Still, Dollar’s rally remained restrained overall. US equities held relatively firm, and broader risk appetite continued receiving support from ongoing optimism surrounding AI-related investment themes and semiconductor demand. The market tone suggests investors are pricing higher inflation risk without yet fully shifting toward outright crisis positioning.

Sterling was among the weakest major currencies earlier in the session as UK political concerns intensified following the first ministerial resignation calling for Prime Minister Keir Starmer to step down. Markets had already become uneasy after Labour’s poor local election results last week, but Miatta Fahnbulleh’s resignation turned the leadership crisis into a more immediate market concern.

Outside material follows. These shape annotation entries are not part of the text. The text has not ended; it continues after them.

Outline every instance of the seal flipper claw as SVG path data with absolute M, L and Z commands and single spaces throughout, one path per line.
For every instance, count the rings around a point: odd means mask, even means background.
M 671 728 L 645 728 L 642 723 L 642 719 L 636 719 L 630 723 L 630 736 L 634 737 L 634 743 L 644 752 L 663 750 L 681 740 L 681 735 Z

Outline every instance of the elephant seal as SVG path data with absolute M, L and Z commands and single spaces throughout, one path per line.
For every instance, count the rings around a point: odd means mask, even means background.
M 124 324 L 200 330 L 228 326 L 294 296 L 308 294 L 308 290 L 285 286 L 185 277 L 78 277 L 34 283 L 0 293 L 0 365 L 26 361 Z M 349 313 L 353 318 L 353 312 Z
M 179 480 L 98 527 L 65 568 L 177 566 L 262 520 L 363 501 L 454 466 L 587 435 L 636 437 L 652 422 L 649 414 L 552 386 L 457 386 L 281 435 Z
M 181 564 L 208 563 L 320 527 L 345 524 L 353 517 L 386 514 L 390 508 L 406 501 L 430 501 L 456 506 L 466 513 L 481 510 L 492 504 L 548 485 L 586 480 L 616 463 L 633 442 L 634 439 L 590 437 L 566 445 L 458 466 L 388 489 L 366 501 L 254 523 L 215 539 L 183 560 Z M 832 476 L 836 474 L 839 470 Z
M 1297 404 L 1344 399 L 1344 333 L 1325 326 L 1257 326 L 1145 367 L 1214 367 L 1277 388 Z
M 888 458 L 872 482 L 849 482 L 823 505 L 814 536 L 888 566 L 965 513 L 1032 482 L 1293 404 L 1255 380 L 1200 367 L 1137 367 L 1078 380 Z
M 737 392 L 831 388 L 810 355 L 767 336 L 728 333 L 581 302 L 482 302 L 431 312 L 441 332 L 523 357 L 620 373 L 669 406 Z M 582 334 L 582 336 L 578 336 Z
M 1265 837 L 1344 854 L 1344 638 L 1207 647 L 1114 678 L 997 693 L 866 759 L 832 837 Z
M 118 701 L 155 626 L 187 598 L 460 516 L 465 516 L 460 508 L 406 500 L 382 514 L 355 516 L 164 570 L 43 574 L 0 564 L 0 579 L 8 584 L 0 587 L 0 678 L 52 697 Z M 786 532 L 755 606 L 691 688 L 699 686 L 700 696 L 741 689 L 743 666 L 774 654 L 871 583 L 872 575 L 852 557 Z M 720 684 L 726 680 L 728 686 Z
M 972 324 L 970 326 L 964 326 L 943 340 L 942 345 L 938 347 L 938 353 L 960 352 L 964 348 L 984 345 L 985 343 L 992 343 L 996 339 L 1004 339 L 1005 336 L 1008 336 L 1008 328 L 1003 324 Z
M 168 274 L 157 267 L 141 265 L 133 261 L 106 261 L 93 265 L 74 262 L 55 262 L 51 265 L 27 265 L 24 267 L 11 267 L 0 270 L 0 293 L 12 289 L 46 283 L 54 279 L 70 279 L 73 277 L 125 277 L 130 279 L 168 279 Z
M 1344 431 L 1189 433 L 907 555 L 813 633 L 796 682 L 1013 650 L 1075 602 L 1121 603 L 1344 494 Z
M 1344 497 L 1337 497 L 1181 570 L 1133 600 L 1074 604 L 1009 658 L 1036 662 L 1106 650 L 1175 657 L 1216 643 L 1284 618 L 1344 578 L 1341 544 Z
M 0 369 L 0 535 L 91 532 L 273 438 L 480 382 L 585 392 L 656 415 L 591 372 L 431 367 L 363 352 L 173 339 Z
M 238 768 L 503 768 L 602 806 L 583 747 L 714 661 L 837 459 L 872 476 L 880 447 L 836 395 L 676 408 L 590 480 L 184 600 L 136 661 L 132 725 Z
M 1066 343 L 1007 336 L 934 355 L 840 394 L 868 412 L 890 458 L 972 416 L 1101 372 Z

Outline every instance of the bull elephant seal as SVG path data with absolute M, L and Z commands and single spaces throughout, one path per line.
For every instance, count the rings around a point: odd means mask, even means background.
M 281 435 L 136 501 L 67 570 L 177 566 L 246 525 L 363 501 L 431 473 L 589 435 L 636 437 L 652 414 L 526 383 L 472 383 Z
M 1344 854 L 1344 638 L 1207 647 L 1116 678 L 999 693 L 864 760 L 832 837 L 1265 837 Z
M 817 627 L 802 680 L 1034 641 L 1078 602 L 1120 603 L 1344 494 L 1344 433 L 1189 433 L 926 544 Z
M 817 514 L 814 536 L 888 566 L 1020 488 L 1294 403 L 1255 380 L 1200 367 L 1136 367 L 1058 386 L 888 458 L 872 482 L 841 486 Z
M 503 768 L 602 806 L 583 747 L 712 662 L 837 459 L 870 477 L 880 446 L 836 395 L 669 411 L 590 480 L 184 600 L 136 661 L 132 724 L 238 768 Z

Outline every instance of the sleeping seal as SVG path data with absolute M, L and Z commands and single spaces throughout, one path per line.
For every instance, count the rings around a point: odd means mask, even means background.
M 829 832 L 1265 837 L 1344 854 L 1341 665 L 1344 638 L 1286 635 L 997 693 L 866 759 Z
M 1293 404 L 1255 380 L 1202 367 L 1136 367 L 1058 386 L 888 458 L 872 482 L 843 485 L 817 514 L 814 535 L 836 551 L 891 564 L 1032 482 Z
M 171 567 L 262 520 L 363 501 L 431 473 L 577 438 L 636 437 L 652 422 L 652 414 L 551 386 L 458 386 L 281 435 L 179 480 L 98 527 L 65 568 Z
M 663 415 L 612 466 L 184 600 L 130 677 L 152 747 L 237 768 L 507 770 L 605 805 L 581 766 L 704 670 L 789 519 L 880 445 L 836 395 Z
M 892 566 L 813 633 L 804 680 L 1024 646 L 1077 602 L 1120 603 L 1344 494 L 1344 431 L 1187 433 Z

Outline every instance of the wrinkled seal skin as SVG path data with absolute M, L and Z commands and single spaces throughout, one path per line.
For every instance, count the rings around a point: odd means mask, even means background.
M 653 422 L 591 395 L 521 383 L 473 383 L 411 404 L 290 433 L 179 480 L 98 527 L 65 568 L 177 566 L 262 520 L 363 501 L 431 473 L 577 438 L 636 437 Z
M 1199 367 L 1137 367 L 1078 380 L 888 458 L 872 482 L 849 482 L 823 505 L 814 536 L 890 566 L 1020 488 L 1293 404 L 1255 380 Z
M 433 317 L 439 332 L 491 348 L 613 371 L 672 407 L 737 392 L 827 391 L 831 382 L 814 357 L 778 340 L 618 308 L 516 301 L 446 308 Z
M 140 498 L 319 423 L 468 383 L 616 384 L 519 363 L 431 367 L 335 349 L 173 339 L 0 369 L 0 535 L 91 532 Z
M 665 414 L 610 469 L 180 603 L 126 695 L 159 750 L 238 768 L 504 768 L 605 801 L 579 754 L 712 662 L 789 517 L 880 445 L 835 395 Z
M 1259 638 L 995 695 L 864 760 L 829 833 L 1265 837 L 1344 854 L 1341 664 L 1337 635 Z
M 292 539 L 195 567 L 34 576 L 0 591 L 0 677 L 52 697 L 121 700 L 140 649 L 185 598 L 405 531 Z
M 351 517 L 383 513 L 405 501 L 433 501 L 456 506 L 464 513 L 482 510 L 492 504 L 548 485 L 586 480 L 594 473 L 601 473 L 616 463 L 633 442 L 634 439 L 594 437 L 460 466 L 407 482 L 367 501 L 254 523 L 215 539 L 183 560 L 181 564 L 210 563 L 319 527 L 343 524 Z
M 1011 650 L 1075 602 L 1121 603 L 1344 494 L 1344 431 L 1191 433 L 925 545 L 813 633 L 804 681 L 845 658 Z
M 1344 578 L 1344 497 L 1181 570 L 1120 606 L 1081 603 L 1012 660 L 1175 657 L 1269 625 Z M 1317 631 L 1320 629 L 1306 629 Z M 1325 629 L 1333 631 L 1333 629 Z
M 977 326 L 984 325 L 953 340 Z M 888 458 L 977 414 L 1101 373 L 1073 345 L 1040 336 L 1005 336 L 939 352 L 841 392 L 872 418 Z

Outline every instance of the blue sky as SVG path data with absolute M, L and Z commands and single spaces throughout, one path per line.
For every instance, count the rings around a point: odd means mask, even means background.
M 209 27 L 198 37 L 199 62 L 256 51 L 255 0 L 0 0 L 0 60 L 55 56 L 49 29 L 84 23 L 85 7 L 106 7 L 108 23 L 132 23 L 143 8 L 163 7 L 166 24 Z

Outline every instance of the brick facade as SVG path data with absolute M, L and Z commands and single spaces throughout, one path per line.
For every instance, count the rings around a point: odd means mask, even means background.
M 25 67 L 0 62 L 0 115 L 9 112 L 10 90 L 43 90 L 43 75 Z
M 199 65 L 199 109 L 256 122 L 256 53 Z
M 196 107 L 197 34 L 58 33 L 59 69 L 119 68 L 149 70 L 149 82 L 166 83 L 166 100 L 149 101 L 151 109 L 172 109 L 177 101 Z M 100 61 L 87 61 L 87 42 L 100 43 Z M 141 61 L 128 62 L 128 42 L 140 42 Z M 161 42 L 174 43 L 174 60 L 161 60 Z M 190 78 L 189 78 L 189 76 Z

However, the Pound later stabilized after senior Cabinet ministers rallied behind Starmer following a critical internal meeting where he insisted he would not resign voluntarily without a formal leadership challenge.

Yen also experienced significant intraday volatility. Initially, the currency weakened alongside rising oil prices, continuing the recent pattern where higher energy costs pressure Japan’s import-heavy economy. However, Yen later rebounded strongly after US Treasury Secretary Scott Bessent reaffirmed that both the United States and Japan believe excessive currency volatility is undesirable.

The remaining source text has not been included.